Mosaic of pain
Martin Hanzal
ice hockey
“Come on, let’s go, guys!”
The energy in the dressing room was growing again. It always happens when the break between periods is almost over and players start putting on their helmets, gloves and even their jerseys. They’re pumping each other up, helping teammates get in the right mindset.
It was no different one day before Christmas 2018. We were playing at home in Dallas against the Islanders and the second period was supposed to start in just a moment, with the score 0-0. The focus level was to the max.
“Go! Go! Go!” Fists bumping, every player stepping onto the ice in a straight line.
Except me.
I was resting on a massage bed, hearing all of this from a room across the hall behind a partially closed door. The doctor was examining me, and I refused to accept that I had just played my last period in the NHL. I refused to accept what deep down I knew was the truth. This was it. The end. I couldn’t go on.
At the beginning of December, I returned from my third and most complicated spinal surgery. I thought everything was going to be alright. I could still feel my back pain a little, but I thought it was just a post-op stiffness that I’d soon get over.
I managed to play six games, feeling good, working slowly back into game shape. In game number seven, though, shortly before the first period ended, I was skating back to the bench. Everything was normal and then it struck me. My leg went dead. The same sensation I remembered from 10 years ago, before my first surgery. A sharp pain back in my thigh and then… nothing. It was as if my left leg had just disappeared.
‘No. Not this,’ I thought. This was my nightmare.

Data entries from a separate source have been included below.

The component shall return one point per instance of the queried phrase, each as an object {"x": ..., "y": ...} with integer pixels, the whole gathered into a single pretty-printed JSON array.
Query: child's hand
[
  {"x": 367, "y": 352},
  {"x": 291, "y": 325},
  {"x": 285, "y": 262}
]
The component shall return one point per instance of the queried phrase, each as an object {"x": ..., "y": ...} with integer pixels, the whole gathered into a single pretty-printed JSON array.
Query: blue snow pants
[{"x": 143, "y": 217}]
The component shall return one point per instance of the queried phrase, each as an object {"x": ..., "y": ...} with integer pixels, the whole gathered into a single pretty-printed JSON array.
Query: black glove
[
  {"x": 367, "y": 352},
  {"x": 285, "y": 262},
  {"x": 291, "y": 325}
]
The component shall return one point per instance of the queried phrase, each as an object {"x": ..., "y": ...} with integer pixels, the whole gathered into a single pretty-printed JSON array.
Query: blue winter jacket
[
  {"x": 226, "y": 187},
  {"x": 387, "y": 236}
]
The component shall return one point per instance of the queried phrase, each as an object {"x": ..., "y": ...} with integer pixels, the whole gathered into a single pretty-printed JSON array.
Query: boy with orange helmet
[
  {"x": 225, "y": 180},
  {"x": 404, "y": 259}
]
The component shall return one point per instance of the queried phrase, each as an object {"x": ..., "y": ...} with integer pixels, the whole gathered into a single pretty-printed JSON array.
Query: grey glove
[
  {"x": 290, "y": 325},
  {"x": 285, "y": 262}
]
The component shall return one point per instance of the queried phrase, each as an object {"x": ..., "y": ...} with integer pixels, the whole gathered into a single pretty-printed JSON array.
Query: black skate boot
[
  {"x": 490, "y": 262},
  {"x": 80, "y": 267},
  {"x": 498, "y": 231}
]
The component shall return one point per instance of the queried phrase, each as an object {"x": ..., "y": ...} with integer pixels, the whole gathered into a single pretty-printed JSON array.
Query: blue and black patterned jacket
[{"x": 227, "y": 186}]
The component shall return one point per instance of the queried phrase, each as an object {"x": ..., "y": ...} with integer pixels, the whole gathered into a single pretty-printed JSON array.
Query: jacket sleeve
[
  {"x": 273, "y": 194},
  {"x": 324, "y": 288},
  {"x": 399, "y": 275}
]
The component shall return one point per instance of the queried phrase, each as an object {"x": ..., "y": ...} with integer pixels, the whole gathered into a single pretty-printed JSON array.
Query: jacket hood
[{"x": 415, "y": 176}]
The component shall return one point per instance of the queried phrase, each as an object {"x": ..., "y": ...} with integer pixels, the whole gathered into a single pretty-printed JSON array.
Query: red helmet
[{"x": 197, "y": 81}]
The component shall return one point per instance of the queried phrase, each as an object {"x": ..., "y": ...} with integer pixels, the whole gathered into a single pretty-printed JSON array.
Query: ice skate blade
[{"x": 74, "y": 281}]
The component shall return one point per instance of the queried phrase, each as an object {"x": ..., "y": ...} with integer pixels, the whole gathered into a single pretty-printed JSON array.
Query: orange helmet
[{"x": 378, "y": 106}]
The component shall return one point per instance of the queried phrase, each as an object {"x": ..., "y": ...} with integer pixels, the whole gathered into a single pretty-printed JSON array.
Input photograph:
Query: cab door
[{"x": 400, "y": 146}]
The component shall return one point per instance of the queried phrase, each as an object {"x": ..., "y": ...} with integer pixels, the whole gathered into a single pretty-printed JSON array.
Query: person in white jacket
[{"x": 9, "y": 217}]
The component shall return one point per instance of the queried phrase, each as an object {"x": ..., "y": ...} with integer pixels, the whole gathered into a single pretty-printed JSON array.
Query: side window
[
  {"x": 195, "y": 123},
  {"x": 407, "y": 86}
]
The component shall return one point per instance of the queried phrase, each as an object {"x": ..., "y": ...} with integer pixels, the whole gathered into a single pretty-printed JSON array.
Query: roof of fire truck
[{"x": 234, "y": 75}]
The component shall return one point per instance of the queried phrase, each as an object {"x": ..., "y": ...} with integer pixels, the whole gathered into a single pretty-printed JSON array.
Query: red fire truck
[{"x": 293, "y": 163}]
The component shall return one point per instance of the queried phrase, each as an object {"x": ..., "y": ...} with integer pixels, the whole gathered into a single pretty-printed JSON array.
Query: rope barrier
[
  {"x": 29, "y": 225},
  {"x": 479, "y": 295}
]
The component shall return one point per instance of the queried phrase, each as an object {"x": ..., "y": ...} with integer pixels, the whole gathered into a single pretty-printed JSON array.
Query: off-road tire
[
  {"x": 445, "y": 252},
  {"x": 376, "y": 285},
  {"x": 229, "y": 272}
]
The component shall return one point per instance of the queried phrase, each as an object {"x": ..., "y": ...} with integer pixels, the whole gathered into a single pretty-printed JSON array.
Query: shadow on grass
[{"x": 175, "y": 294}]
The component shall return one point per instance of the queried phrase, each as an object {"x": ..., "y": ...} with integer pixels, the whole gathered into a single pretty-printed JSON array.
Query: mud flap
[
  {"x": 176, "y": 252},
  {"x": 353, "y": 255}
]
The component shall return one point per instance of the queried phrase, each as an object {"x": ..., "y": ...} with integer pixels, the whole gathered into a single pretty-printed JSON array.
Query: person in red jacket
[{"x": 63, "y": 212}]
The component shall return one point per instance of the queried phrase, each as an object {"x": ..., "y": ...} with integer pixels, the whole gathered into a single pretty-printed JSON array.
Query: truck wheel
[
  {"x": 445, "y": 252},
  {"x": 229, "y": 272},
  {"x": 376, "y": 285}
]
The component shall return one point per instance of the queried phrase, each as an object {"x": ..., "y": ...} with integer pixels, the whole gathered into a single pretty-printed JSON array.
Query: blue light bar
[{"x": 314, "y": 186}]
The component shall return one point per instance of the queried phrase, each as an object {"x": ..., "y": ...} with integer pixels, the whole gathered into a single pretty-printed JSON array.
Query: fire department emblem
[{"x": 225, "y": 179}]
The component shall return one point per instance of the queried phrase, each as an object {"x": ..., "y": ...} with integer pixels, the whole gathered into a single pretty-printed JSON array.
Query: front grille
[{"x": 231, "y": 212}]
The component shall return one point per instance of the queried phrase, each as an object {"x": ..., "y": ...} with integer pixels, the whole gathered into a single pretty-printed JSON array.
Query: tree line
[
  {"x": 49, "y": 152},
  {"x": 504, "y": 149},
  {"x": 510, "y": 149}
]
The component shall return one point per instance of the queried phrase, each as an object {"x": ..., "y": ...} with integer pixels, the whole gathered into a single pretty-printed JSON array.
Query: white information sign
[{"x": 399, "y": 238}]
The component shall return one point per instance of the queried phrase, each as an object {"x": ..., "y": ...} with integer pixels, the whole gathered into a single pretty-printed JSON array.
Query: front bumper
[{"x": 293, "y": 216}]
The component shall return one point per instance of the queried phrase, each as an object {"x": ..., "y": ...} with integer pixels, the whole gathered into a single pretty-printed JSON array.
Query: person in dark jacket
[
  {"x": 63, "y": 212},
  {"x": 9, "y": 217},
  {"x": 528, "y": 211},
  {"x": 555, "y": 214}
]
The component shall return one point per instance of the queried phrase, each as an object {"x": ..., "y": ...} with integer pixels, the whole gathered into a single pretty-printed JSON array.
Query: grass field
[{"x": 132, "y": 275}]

Before I made it to the dressing room, it got worse. It got worse with every step. I fell on the massage bed, all of my gear still on, and told the doctors and trainers around me: “Look, there is something wrong down there. I can’t move my leg again.”
I was desperate for some hope. I tried to calm myself, reasoning that it was just because I hadn’t played for so long and my body needed to adapt. Or maybe it was just something swollen around my spine, where I had scars inside from the surgeries. I tried every explanation to persuade myself that maybe I could still return one day.
But deep down, I knew this was it. It was over.